Now, inference is all about latency and training. It’s all about IOPs. But to answer your question very specifically, this is forcing a much higher write ratio than we have traditionally looked at. And I would suggest to your audience that looking at 80% writes, 20% reads in a training environment is much more appropriate than where we would have traditionally looked at 50/50.
What do you think enterprise storage is going to look like in five years as AI increases in use?
Rosemarin: I like to think of storage a little bit like the tyres on your car.
Right now, everybody’s very focused on the chassis of their car. They’re very focused on the GPUs and the performance, and how fast they can go and what they can deliver.
But the reality is, the real value in all of this is the data that you’re mining; the quality of that data, the use of that data in these training models to actually give you an advantage – be it personalisation and marketing, be it high-frequency trading if you’re a bank or know your customer, be it patient care within a healthcare facility.
When we look to the future of storage, I think storage will be recognised and acknowledged for being absolutely critical in driving the end value of these AI projects.
I think clearly what we’re seeing is denser and denser storage arrays. Here at Pure, we’ve already committed to marketing that. We’ll have 300TB drives by 2026. I think we’re seeing the commodity solid state drive industry significantly behind that. I think they’re aiming for about 100TB under the same time frame, but I think we’ll continue to see denser and denser drives.

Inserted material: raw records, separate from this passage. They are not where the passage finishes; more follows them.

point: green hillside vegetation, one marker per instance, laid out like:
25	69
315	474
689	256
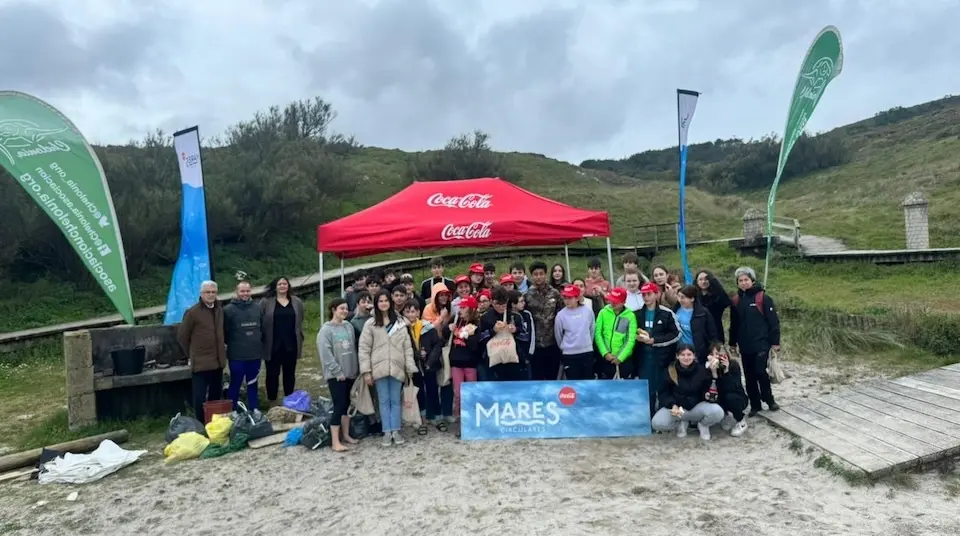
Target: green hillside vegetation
272	179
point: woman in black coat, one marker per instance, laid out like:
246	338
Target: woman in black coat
697	326
712	296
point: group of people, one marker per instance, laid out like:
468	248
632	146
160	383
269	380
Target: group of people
638	328
389	331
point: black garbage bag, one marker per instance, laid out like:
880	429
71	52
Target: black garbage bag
321	407
316	433
181	424
359	426
252	424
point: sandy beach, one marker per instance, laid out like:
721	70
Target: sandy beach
437	485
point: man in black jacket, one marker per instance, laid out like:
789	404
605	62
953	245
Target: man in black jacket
754	332
243	334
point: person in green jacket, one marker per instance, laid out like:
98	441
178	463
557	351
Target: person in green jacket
615	335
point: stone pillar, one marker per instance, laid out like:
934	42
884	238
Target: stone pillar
81	400
753	224
915	216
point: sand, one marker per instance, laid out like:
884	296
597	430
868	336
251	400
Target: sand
754	485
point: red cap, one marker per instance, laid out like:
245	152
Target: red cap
570	291
617	295
649	288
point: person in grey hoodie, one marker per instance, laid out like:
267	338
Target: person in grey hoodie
573	329
337	347
243	335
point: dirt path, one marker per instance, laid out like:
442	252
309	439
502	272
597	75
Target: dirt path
755	484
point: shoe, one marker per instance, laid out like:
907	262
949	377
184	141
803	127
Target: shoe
739	428
704	431
728	422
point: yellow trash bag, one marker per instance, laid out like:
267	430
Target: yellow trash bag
218	430
186	446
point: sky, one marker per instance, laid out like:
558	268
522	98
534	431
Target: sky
571	79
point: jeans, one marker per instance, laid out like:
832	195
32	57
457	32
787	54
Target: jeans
207	385
704	413
285	362
459	376
245	372
758	381
389	395
578	366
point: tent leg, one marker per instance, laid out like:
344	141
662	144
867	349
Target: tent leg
321	286
610	260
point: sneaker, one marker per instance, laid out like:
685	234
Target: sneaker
728	422
704	431
739	428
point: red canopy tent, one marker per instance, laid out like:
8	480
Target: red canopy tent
485	212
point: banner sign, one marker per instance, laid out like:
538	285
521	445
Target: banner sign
193	263
686	106
823	63
51	160
554	409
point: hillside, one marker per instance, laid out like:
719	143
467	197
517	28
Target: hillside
271	180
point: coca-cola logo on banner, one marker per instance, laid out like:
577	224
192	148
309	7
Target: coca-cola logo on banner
460	201
477	230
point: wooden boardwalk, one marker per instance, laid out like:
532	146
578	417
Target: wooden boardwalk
885	425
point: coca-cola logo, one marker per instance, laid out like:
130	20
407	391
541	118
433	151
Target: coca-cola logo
460	201
477	230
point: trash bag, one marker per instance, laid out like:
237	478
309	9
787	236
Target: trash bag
321	407
238	442
359	426
316	433
181	424
186	446
218	430
253	424
297	401
293	437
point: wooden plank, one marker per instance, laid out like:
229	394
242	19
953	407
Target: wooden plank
892	455
946	403
940	434
261	442
940	377
855	456
932	416
847	416
924	385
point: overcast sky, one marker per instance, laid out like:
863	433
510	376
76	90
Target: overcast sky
572	79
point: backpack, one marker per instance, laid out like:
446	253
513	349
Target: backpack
758	299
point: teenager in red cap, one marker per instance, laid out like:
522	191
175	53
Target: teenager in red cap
615	336
573	329
657	342
465	350
476	276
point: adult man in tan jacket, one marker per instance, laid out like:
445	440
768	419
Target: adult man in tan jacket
201	337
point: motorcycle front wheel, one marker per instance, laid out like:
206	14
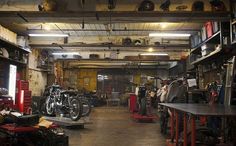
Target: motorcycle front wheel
86	108
49	106
75	109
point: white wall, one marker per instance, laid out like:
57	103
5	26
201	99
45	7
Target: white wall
37	78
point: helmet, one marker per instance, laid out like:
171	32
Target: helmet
146	5
217	5
198	6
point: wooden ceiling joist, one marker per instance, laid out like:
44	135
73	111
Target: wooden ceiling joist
116	16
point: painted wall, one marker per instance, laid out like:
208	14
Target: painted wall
37	78
80	79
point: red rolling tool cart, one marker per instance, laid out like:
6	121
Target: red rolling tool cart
23	96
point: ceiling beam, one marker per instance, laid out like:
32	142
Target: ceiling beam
116	16
115	30
88	47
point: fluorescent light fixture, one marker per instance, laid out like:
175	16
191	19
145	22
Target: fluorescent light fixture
154	54
169	35
47	35
66	53
150	49
12	82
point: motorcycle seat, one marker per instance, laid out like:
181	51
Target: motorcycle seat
69	92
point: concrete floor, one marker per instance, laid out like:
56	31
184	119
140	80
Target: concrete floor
113	126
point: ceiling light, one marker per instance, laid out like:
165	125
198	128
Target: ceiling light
169	35
48	35
163	24
150	49
154	54
66	53
47	27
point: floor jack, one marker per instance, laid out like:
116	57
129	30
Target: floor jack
144	112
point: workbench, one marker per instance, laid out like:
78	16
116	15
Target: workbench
195	110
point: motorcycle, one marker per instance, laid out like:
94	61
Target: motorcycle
66	102
86	105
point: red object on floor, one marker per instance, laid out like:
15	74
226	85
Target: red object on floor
23	96
147	118
6	101
17	129
169	143
133	102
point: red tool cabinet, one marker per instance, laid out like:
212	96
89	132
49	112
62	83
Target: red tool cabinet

I think we’ll also see, in tandem with that density, lower and lower energy consumption. There’s no doubt that energy and access to energy is the silent killer in the build-out of AI, so getting to a point where we can consume less energy to drive more computing will be crucial.
Lastly, I would get to this point of autonomous storage. Putting less and less energy – human energy, human manpower – into the day-to-day operations, the upgrades, the expansions, the tuning of storage is really what enterprises are asking for, to ultimately allow them to focus their human energy on building out the systems of tomorrow.
So, when you think about it, really: density, energy efficiency and simplicity.
Then, I think you’ll continue to see the cost per gigabyte cost per TB fall in the marketplace, allowing for more and more of the consumerisation of storage and allowing organisations to actually light up more and more of their data for the same amount of investment.